Soon afterward, U.S. State Department spokesman Ian Kelly called on North Korea to release them on grounds of “amnesty,” implying for the first time that the U.S. government believes they committed an offense.

Previously, the State Department had called for their release on “humanitarian” grounds and had not acknowledged the possibility of any wrongdoing.


U.S. officials fear the reclusive communist state hopes to use the two women, who worked for a media group co-founded by former U.S. Vice President Al Gore, as leverage as it resists international pressure to halt its nuclear arms program.

Relations between the United States and North Korea, which fought on opposite sides of the 1950-1953 Korean war, have been strained in recent years by North Korea’s pursuit of nuclear arms despite a 2005 agreement to abandon its atomic programs.

Aggravating tensions, the North on May 25 conducted its second nuclear test, triggering fresh U.N. Security Council sanctions designed to make it harder for Pyongyang to export arms, pursue nuclear work and proliferate weapons technology.

Aides to U.S. President Barack Obama are working to secure the women’s release, but the administration wants to keep the issue separate from the larger diplomatic standoff sparked by the May nuclear test and a recent series of missile launches.

Lisa Ling said the women had not gone yet to a labor camp. “We aren’t sure exactly where they are or specifically how they are. When we asked, Laura said the conditions are OK, we’re OK, don’t worry,” Ling said.

She said both women had medical problems that had been preventing their being sent to a labor camp. “My sister has a recurring ulcer. Euna has lost 15 pounds,” she said.

Ling added: “But they’re very afraid that at some point they may be sent to a labor camp if things aren’t done before.”

“It was the third time that I’ve heard her voice since March 17 when they were first detained. And it was a very different call from the two previous calls,” she said.
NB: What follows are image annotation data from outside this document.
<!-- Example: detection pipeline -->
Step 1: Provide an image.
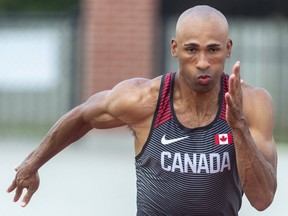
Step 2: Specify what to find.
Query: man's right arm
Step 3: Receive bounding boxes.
[7,79,158,207]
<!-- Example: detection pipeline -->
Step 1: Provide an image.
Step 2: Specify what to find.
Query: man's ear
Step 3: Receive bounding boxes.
[226,39,233,58]
[171,38,178,58]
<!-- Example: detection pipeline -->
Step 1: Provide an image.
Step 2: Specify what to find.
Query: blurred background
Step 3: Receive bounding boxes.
[0,0,288,216]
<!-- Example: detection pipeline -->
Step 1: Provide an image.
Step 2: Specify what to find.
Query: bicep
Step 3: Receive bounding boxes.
[246,89,277,169]
[82,91,125,129]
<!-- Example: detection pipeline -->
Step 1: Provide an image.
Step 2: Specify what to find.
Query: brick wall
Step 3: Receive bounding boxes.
[82,0,159,99]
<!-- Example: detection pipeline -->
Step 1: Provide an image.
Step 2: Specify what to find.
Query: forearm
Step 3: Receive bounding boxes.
[22,108,91,172]
[233,121,277,210]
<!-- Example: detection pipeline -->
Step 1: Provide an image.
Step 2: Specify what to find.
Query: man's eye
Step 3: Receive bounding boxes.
[209,48,218,53]
[187,48,197,53]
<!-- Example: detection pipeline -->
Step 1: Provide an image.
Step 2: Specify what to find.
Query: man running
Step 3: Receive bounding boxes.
[8,6,277,216]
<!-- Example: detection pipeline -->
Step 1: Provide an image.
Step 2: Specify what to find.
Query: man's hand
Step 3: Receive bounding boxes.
[225,61,244,129]
[7,166,40,207]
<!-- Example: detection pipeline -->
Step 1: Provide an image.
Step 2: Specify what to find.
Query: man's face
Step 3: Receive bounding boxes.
[171,18,232,92]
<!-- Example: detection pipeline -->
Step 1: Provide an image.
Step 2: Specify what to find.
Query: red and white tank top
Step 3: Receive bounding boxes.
[135,73,243,216]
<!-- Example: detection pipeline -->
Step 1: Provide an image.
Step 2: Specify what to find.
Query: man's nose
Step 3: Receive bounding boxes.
[196,53,210,70]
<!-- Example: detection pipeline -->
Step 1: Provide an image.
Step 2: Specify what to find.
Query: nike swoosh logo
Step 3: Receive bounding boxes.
[161,134,189,145]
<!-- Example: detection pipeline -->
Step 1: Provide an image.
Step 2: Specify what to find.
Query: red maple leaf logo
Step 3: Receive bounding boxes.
[219,136,227,142]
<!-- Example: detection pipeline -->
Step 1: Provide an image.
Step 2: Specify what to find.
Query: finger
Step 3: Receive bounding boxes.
[21,188,37,207]
[14,186,23,202]
[7,180,16,193]
[232,61,240,79]
[225,92,232,106]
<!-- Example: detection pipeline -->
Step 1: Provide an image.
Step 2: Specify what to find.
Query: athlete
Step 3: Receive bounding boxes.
[8,6,277,216]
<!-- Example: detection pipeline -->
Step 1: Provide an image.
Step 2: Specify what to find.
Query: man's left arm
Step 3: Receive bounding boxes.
[225,62,277,211]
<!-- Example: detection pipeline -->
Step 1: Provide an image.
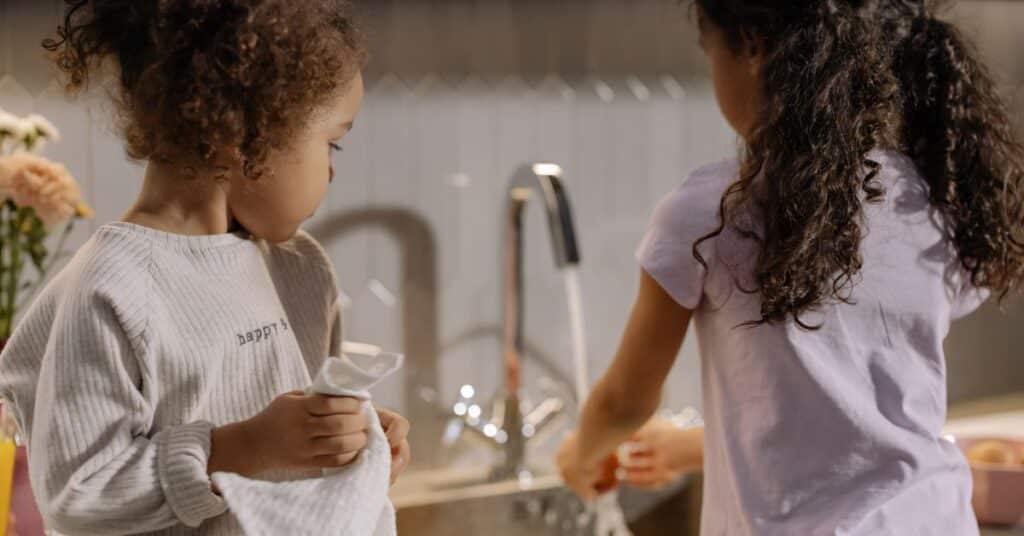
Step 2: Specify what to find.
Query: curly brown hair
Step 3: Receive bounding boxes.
[693,0,1024,329]
[43,0,366,178]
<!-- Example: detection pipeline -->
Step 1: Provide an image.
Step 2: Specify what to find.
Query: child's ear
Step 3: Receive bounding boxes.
[743,34,765,77]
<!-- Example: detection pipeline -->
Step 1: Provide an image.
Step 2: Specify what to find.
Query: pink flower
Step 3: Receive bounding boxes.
[0,153,91,228]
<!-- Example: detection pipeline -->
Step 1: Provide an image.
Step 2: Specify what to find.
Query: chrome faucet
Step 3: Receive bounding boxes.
[447,164,580,480]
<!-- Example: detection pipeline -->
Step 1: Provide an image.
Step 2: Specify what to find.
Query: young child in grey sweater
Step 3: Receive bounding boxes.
[0,0,409,535]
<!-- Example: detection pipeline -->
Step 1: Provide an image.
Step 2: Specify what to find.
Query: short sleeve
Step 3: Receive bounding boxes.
[636,161,736,310]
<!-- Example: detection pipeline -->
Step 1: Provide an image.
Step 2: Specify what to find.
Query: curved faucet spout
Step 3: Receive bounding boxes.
[499,163,580,477]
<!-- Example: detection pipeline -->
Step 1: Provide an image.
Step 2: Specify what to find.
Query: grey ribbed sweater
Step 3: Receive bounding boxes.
[0,223,341,535]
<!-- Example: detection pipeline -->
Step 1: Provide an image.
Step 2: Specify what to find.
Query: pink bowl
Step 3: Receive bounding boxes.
[956,436,1024,525]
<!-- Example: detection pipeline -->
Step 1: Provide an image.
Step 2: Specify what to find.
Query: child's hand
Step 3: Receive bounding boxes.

“She was very deliberate and clear in her message, which was, look, you just have to know that we did violate North Korean law. We broke the law, we are sorry, and we need help. We need our government’s help to try and get amnesty because that really is our only hope,” Ling said.

She was planning to lead a rally later on Thursday for the reporters at the California state capitol in Sacramento.